Well if p equals 0.59,
then what we need to do,
first we need to find the value of p hat that
results in rejection of the null hypothesis.
09:30
Remember that we reject H0 for our test
statistic p hat minus 0.6 over 0.0175
takes a value less than or equal to minus 1.645,
that's a value that we can find in the z-table.
09:43
So the value of p hat for which we reject the
null hypothesis by using some algebra,
we find that that value is p hat
less than or equal to 0.5712125.
09:54
What we need to do is find the probability that p^
is less than 0.5712125, given that p equals 0.59.
10:04
So what happens if p equals 0.59, then p hat
follows a normal distribution with mean 0.59
and standard deviation square root of
0.59 times 0.41 over 781 or 0.0176.
10:22
So then the power is the probability
that a normal (0,1) random variable
takes a value less than or equal to
0.5712125 minus 0.59 divided by 0.0176.
10:36
In other words this is the probability
that a normal (0,1) random variable
takes a value less than or equal
to minus 1.065 or 0.1434.
10:47
So what that means then is that if the
true population proportion is 0.59,
then we're gonna reject H0 14.34% of the time.
10:57
So what if the true population
proportion is 0.55?
Then the sample proportion follows a normal distribution
with mean 0.55 and standard deviation 0.0178.
11:10
So the power then is the probability that
p hat is less than or equal to 0.5712125,
given that p is equal 0.55 which is the
probability that a normal (0,1) random variable
takes a value less than .5712125 minus 0.55
divided by the standard deviation of .0178
which is the probability that a normal
(0,1) random variable takes a value
less than or equal to 1.1917 and
that probability is 0.08833.
11:44
So what this tells us then is if the true
percentage of helmet wearers is 0.55,
we're gonna reject the hypothesis
p equals 0.6, 88.33% of the time.
11:56
So the power has gone way up because we've moved
further away from the hypothesized value.
12:01
The question now becomes, can we increase the power and
reduce the type I error probability at the same time.
12:08
And the answer is yes but there's only one way
to do it and that's to increase the sample size.
12:13
Sometimes that's not a practical thing to do.
12:16
And sometimes we just kinda have to play the
hand that we're dealt in terms of power,
type II error and type I error.
12:22
So what can go wrong in hypothesis testing?
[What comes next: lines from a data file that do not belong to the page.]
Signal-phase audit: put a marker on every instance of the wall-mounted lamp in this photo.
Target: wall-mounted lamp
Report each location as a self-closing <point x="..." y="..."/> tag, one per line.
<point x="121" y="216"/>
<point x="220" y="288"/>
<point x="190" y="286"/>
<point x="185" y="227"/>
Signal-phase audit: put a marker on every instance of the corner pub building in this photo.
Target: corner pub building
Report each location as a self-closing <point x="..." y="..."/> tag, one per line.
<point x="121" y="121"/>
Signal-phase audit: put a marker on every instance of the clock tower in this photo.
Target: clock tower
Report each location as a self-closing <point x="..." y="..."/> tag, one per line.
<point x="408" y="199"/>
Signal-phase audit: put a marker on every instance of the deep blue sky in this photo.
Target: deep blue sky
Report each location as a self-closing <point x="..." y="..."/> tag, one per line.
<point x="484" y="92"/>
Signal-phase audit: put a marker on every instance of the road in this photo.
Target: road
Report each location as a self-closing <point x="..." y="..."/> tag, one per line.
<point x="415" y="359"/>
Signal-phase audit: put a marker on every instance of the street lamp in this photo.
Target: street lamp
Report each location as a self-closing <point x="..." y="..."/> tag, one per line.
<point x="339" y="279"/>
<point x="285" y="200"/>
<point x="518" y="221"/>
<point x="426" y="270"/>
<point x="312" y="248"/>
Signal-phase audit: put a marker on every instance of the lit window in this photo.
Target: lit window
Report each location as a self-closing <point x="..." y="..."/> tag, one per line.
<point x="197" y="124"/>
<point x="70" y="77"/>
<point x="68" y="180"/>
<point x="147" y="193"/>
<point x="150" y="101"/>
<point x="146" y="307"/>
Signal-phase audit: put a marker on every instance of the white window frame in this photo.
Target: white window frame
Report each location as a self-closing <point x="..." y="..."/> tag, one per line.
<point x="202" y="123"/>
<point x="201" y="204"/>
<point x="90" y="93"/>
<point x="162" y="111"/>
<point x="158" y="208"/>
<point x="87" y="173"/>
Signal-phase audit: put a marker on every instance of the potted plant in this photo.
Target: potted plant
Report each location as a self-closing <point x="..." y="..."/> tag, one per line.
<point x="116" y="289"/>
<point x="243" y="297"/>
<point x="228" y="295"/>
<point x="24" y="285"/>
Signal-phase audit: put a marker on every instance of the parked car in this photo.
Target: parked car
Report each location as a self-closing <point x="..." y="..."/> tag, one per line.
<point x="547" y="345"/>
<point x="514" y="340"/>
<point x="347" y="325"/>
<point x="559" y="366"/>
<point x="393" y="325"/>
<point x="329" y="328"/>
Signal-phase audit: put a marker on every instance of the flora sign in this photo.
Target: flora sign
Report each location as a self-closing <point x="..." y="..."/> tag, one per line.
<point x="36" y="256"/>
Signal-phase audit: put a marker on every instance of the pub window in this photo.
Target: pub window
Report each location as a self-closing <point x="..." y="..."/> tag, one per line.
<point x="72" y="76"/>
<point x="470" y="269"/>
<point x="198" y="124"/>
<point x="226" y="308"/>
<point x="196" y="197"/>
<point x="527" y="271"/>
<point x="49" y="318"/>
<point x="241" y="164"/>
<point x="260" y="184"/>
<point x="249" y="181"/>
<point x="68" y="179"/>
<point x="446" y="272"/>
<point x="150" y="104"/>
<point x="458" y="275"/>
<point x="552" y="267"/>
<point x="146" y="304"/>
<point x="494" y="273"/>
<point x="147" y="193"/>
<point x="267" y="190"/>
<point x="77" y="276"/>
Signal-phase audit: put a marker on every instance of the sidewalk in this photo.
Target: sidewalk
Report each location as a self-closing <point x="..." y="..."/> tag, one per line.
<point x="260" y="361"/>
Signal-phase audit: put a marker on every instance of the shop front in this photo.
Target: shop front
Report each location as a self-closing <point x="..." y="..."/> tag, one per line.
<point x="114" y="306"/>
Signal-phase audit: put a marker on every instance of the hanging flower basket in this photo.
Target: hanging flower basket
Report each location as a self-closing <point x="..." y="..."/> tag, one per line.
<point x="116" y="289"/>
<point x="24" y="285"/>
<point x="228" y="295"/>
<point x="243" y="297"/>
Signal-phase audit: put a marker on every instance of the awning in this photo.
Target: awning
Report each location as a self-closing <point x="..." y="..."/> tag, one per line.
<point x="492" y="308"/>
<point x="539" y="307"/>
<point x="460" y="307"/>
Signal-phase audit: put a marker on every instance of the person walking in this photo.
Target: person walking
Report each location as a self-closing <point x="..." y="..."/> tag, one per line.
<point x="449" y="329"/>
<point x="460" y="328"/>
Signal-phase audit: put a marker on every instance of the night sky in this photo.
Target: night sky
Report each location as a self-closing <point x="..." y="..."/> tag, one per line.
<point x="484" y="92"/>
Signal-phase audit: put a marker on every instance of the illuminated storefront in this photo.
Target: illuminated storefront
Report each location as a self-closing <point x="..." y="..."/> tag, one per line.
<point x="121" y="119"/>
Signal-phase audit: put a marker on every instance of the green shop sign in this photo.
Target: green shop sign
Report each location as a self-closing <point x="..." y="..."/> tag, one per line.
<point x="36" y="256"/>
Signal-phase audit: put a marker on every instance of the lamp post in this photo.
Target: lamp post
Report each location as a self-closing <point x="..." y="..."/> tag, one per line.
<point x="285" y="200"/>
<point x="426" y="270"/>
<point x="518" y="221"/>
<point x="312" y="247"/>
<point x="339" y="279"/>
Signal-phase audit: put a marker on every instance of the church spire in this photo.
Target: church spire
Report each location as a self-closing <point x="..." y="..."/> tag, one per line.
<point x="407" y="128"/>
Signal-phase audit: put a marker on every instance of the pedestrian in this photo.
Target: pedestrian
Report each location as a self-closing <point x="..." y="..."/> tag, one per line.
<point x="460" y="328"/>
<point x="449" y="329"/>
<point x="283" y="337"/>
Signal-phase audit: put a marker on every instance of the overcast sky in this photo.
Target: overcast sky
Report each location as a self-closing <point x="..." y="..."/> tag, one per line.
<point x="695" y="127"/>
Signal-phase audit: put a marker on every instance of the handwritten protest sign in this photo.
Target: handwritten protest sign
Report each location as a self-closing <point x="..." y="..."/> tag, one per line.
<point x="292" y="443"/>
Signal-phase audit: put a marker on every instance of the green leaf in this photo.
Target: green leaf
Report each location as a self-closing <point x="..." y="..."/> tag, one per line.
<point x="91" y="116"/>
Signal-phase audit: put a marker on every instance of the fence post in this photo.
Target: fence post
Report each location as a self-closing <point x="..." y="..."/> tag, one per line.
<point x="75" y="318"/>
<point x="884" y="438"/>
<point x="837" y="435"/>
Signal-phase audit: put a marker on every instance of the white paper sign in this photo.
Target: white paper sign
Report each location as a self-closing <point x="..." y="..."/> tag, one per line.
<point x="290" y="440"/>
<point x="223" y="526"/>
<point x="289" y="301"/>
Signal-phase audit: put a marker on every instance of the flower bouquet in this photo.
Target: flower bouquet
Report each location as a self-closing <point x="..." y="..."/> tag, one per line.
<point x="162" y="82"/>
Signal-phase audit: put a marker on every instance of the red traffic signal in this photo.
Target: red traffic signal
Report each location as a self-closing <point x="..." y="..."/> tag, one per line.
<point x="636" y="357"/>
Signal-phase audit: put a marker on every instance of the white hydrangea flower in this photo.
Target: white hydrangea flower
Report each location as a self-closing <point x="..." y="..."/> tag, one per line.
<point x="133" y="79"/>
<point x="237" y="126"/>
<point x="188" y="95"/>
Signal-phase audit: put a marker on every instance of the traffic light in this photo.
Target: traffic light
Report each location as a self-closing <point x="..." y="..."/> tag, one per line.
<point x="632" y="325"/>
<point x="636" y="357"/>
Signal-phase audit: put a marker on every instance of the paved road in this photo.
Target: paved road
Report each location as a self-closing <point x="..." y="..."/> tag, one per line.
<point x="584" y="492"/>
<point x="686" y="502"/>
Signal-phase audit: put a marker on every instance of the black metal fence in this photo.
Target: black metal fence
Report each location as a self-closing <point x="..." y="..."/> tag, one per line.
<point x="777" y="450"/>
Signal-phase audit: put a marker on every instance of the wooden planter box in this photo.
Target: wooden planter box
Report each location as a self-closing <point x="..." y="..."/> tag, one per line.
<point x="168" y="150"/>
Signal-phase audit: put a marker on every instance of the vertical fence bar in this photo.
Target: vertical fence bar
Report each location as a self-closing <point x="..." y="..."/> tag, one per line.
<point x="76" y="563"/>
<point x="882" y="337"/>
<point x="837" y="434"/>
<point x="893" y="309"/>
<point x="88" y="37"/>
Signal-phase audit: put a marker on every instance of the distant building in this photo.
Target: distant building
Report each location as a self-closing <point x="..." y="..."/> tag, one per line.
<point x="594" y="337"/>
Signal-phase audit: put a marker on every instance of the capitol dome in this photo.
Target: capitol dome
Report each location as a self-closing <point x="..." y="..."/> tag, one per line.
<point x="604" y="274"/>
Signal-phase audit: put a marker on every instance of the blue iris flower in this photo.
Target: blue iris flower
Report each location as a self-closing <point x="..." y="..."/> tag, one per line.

There are several things that we want to avoid.
12:27
First of all, do not interpret p-values as the
probability that the null hypothesis is true.
12:32
That's not what this means.
12:34
The p-value is the probability that
if the null hypothesis were true,
you observe a test statistic value as
wierd or wierder than what you observed.
12:44
Don't believe too much in
arbitratry significance levels.
12:48
Usually we use 0.05 but there's little difference
between a p-value of .0501 and a p-value 0.0499.
12:59
Don't confuse practical and
statistical significance.
13:02
We can make anything statistically significant
as long as we have a large enough sample size.
13:07
Don't forget that even though a test is carried out
perfectly in terms of mechanics and procedure,
we can still be wrong.
13:14
That's a risk that we have to take and that's a
risk that we always accept in hypothesis testing.
13:21
So if anybody watches NCIS, we'll look
at rule 51, sometimes you're wrong
and that's part of the risk
of hypothesis testing.
13:30
So what all did we do?
We talked about how to carry out our
hypothesis test for proportions
and we talked about the different types of mistakes
that we can make when it comes to hypothesis testing.
13:43
We talked about power
and how power increases
as the true proportion gets further
away from the hypothesized proportion.
13:50
We finished up with some common
issues in hypothesis testing,
common mistakes that are made
and how we can avoid them.
13:57
So this is the end of lecture 4 and I look
forward seeing you again for lecture 5.